15.02.2019

Human Rights Defenders Welcome Kyrgyzstan’s Plan to Implement CERD Recommendations

FIDH and its member organizations welcome the Kyrgyz government’s adoption of the Interagency Roadmap for 2019–2022 to implement CERD’s recommendations. These recommendations were issued by the Committee after its consideration of Kyrgyzstan’s state report and alternative reports from civil society, including a report by ADC Memorial and the Human Rights Movement Bir Duino Kyrgyzstan.

Human rights defenders are pleased to note that the Roadmap embraces all of the Committee’s recommendations, including in respect of acute and hot-button problems, such as overcoming the aftereffects of the ethnic conflict of 2010, which shows the government’s willingness to work constructively on the implementation of its obligations in terms of compliance with the Convention on the Elimination of All Forms of Racial Discrimination.

The Kyrgyz government has expressed its readiness to work towards the adoption of a comprehensive antidiscrimination law (on the basis of ethnic origin, gender, age, sexual orientation, and gender identity) and to adopt measures to protect groups vulnerable to discrimination, including women, children, LGBTI people, and members of ethnic minorities. This Roadmap envisages measures to overcome stigmatization and negative stereotypes of Uzbeks, Uighurs, Turks, and Mughats and to end the use of hate speech in the media and by officials.

At the same time, in a number of cases Kyrgyzstan has made only half-hearted attempts to implement CERD recommendations.

For example, even though the Roadmap envisages implementation of the Committee’s urgent recommendation to effectively investigate all reports of torture, cruel treatment, and confiscation of property alleged to have taken place in the country’s south in 2010, it only proposes monitoring and inventorying criminal case files and reports on torture and cruel treatment relating to the events of 2010. It is clear, however, that inventorying files is not enough to implement the Committee’s recommendations. On top of that, justice must be restored in these cases, which means effective investigations, punishment of the guilty parties, and payment of compensation.

The Interagency Roadmap envisages an array of measures to develop multilingual education and improve the quality of teaching of state and native languages. The Roadmap should also include plans to develop instruction in the languages of ethnic minorities (Uzbeks, Dungan, Uighurs, Tajiks, Mughats and others) and to involve academic specialists for this.

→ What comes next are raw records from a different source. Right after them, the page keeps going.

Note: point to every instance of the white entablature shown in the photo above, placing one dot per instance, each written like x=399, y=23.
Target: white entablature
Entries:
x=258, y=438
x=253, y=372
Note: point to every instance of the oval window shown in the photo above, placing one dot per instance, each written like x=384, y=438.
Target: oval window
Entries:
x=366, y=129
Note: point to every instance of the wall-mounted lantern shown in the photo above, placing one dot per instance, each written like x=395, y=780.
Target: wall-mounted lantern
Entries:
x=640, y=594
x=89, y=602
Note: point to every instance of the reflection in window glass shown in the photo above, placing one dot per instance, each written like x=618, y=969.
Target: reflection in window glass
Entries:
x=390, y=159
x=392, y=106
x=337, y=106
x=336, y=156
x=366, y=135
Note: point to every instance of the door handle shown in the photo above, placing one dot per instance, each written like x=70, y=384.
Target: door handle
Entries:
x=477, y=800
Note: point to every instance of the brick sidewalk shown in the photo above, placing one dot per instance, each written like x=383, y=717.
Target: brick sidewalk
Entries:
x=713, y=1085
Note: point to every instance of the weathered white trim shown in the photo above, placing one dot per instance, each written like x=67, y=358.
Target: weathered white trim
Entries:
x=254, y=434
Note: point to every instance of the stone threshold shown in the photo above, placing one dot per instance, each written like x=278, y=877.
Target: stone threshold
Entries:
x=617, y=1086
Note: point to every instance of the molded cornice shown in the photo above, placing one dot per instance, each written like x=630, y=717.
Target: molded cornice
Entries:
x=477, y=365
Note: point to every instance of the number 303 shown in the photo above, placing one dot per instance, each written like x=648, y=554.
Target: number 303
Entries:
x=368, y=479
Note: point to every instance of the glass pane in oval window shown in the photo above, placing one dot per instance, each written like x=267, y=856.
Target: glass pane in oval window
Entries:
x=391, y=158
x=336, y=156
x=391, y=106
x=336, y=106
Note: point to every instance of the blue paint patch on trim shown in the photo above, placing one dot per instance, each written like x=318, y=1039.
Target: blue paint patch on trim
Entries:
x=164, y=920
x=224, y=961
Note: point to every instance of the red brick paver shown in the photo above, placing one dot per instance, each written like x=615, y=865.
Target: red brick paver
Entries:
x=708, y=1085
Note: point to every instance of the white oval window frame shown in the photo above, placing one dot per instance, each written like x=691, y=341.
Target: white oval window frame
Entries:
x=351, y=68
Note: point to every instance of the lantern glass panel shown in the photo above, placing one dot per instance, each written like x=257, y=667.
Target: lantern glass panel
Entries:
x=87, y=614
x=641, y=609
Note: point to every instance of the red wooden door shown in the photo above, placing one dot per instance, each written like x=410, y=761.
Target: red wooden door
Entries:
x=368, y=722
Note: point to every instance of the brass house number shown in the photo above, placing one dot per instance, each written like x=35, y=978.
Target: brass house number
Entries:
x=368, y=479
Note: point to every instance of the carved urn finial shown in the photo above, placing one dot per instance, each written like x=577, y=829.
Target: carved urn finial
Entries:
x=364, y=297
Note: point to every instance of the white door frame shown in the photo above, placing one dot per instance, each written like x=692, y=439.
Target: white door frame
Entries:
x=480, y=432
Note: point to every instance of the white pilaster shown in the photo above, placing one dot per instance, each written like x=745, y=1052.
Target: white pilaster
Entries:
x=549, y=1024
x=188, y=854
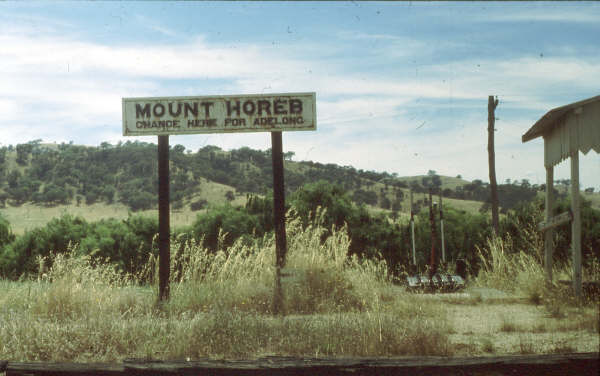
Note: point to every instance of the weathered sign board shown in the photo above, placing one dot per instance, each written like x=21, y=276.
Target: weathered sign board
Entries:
x=164, y=116
x=219, y=114
x=556, y=221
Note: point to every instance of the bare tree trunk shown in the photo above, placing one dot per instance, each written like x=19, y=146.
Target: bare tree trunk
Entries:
x=492, y=104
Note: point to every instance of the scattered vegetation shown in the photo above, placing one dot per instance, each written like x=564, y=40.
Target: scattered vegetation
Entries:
x=78, y=310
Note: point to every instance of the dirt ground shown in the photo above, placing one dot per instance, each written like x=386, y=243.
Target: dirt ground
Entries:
x=491, y=322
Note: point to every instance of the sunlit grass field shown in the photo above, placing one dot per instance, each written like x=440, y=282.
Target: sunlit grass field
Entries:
x=335, y=306
x=29, y=216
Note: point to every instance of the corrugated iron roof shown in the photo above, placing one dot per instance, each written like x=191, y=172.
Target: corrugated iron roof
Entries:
x=551, y=118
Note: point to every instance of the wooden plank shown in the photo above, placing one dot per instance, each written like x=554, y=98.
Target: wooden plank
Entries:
x=164, y=236
x=549, y=234
x=64, y=369
x=555, y=221
x=576, y=223
x=546, y=364
x=278, y=217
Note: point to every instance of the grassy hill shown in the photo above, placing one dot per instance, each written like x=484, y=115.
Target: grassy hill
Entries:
x=42, y=181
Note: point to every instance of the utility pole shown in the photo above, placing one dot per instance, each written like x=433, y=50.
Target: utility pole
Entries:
x=492, y=104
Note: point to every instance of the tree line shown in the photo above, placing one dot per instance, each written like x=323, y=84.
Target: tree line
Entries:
x=127, y=173
x=128, y=243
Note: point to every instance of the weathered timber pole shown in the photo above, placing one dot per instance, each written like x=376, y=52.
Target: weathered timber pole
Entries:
x=576, y=223
x=279, y=217
x=492, y=104
x=163, y=219
x=442, y=229
x=432, y=260
x=549, y=233
x=412, y=230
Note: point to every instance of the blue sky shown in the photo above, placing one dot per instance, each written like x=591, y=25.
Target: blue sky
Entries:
x=401, y=87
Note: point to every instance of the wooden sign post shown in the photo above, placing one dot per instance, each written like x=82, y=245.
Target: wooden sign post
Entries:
x=164, y=116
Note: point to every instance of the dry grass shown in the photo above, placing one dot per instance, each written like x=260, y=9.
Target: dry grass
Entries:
x=220, y=307
x=29, y=216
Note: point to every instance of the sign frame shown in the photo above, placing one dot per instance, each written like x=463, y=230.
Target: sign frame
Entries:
x=182, y=115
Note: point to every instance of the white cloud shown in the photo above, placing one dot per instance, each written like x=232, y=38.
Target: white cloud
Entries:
x=59, y=88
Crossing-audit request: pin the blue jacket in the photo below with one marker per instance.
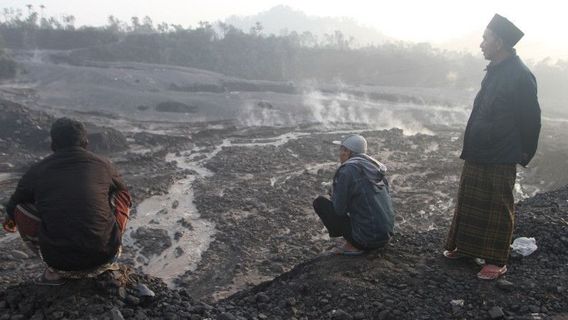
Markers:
(361, 191)
(504, 125)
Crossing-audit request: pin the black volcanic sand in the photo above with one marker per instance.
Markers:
(260, 200)
(408, 280)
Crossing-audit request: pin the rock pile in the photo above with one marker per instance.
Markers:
(408, 280)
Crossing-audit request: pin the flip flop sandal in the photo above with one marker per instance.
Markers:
(41, 280)
(452, 255)
(491, 272)
(342, 251)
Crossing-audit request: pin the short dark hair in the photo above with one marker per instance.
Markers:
(67, 133)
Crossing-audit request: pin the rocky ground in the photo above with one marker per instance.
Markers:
(267, 259)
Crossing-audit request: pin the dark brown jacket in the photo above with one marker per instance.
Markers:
(70, 189)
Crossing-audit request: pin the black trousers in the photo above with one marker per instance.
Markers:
(337, 226)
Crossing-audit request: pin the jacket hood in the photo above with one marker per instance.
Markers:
(373, 170)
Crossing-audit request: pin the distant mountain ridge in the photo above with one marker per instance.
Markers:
(283, 19)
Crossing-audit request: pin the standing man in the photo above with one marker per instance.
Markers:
(70, 208)
(502, 131)
(360, 209)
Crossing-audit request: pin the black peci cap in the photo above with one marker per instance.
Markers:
(505, 29)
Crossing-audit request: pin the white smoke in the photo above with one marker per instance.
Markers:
(333, 110)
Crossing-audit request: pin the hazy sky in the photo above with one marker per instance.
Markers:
(543, 22)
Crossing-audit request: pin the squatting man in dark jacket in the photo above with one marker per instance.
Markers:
(360, 209)
(70, 208)
(502, 131)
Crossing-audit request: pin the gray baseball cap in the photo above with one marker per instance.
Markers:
(356, 143)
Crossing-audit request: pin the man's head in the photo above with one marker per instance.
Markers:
(67, 133)
(353, 144)
(499, 38)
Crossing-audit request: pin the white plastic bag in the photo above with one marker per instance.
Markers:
(524, 246)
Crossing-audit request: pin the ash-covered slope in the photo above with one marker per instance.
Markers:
(408, 280)
(24, 136)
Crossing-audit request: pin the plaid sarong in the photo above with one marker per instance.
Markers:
(484, 217)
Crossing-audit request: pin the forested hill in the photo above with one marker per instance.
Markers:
(254, 54)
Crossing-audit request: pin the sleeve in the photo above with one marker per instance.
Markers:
(24, 193)
(529, 116)
(342, 191)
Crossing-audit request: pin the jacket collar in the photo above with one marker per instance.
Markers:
(496, 66)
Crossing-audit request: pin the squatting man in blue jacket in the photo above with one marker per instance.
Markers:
(360, 209)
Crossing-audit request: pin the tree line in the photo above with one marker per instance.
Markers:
(252, 54)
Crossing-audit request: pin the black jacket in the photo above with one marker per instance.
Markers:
(70, 189)
(504, 125)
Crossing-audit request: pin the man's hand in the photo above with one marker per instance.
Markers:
(9, 225)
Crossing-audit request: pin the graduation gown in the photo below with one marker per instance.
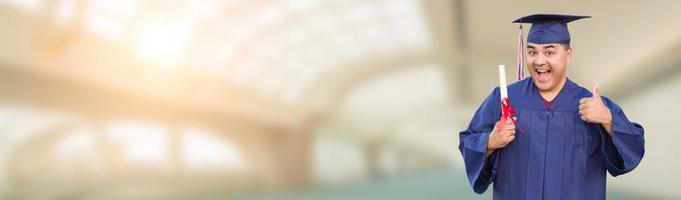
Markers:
(558, 156)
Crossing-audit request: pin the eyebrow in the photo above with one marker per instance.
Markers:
(544, 47)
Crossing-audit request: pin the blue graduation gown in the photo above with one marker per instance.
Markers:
(559, 156)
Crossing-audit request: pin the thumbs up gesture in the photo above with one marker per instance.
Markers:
(593, 110)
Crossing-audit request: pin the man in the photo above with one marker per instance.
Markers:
(570, 136)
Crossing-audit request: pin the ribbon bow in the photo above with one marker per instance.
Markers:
(507, 112)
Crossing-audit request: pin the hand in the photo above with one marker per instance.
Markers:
(593, 110)
(501, 136)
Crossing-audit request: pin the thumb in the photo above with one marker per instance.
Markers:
(595, 91)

In its recommendations, CERD called on Kyrgyzstan to stop the persecution of human rights defenders and journalists, including those who submit alternative reports about violation of the rights of ethnic minorities.

The Interagency Roadmap envisages the implementation of these recommendations and assigns responsibility to the Prosecutor General, the Ministry of Internal Affairs, the State Committee for National Security, and other law enforcement structures. The Committee calls for the release of Azimzhan Askarov, a human rights defender and journalist accused of participating in the events in the south of Kyrgyzstan in 2010. The Human Rights Committee previously issued a decision on Askarov’s complaint and also demanded his release. The HRC’s decision has not been implemented.

FIDH and its member organizations are hopeful that Kyrgyzstan will implement CERD’s recommendations in full, review Askarov’s case and other cases on torture and cruel treatment mentioned in the Roadmap, improve access to justice for members of ethnic minorities, organize instruction in native languages, and create conditions for the peaceful and harmonious co-existence of the peoples of a multinational Kyrgyzstan.